Mio padre le voltò le spalle per prendere un bicchiere da whisky dal pensile e mentre era girato, Becky è uscita dalla cucina in silenzio ed è salita in camera a fare i bagagli. Lasciò sulla moquette una scia di orme speziate di rosso.
Mio padre aveva appena saputo che Becky era stata in un certo posto quando a lui aveva detto di essere in un altro.
Non molto tempo dopo, quando uscì di casa trascinando una valigia, la guardai dalla cucina attento a finire diligentemente il mio pasto anche se ormai era diventato gelido. Ero un bravo bambino. Ero terrorizzato. Vidi mia madre infilare nelle tasche di Becky delle banconote prese dalla scatola di latta che c’era in dispensa e cercare di toccare una guancia di sua figlia, solo per essere respinta. La vidi rovesciare nel lavello il gelato perché si era sciolto.

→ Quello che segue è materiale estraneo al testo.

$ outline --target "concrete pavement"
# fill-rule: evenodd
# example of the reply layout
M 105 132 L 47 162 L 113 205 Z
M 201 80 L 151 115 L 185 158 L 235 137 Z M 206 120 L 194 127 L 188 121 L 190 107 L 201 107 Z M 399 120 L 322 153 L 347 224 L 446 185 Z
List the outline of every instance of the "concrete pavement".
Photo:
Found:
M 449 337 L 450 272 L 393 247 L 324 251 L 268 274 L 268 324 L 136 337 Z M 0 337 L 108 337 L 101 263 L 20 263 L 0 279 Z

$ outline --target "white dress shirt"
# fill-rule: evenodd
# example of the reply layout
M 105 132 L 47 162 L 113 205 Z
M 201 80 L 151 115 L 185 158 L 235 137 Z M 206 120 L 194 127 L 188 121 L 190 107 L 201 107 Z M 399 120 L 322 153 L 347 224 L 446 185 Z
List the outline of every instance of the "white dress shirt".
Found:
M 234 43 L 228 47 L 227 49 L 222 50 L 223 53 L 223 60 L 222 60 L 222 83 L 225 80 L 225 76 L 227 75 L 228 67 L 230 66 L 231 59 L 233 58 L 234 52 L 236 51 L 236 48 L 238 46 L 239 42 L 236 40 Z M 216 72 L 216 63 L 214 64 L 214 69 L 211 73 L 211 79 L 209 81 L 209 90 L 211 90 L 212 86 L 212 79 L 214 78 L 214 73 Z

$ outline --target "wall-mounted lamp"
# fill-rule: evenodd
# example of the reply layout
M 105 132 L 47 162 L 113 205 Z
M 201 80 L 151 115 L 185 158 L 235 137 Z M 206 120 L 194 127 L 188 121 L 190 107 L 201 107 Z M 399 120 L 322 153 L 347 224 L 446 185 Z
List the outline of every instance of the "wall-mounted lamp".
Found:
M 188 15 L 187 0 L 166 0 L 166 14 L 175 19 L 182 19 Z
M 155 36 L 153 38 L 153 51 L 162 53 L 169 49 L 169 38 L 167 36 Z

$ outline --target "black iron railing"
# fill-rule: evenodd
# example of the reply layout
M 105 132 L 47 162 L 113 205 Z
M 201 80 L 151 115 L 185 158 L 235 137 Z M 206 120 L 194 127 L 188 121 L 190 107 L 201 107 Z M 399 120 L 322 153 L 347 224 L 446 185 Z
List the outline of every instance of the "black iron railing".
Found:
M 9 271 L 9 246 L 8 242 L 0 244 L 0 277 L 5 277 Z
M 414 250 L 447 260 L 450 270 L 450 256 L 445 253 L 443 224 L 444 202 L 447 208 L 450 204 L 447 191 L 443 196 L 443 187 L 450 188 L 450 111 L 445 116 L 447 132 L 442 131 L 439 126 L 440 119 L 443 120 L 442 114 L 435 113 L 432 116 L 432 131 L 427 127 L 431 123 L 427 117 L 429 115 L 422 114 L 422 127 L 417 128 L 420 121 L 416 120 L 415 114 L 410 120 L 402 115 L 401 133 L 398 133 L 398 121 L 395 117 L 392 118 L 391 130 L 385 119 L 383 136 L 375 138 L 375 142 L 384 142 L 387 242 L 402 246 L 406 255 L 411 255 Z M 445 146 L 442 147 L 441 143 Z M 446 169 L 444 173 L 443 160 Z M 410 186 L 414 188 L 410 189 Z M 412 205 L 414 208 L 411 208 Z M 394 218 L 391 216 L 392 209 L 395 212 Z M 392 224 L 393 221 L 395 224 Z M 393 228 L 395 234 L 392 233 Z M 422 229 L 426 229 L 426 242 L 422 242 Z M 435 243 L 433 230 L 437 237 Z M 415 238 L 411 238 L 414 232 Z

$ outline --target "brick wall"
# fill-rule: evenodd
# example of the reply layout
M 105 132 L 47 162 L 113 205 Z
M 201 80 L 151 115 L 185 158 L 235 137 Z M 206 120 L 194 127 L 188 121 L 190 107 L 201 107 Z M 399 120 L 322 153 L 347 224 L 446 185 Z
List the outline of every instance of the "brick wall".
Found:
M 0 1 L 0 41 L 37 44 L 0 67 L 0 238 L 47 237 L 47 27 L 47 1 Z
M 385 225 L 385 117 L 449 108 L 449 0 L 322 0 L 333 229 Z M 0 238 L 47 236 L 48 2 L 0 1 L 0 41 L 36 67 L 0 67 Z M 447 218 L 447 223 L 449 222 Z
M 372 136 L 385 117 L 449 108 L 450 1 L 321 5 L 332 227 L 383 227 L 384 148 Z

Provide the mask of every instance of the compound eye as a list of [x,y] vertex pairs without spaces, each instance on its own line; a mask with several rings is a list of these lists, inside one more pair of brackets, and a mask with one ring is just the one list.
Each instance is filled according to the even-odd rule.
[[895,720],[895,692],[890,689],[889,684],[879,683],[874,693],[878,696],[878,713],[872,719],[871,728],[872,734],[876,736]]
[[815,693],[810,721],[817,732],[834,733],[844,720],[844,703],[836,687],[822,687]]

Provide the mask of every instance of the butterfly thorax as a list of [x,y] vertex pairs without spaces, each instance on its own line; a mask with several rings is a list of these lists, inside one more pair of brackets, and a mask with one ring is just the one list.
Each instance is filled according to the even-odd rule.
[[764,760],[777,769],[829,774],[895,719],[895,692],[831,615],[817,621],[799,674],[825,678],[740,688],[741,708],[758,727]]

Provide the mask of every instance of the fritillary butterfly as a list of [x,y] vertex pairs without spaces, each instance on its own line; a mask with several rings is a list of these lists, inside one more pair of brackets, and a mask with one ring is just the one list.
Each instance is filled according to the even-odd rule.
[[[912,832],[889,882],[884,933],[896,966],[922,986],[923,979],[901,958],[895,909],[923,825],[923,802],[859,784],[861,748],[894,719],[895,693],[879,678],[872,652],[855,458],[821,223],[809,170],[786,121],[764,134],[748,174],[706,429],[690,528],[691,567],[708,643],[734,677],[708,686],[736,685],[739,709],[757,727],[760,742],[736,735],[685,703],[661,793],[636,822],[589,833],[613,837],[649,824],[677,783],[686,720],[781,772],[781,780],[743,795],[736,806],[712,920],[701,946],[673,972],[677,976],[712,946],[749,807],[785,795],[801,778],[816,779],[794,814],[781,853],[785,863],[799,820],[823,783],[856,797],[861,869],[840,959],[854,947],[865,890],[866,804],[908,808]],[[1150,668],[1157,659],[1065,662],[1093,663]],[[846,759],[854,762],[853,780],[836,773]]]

Le tremavano le mani sotto il getto dell’acqua e la fece scorrere per molto tempo.
Quella sera la porta dello studio di mio padre restò chiusa e fu così per molti giorni quando rientrava dal lavoro. Una settimana dopo fece sostituire la moquette sporca di paprika, soprintendendo di persona alla posa di quella nuova e quello stesso giorno sparirono le fotografie di Becky che c’erano sul pianoforte. Non fece mai più il suo nome.
La sera in cui arriva a casa mia Becky non dice niente. Le do la mia stanza e io mi metto sul divano e dico a me stesso che non importa se le molle mi si infilano nella schiena, perché non sarei riuscito a dormire in ogni caso.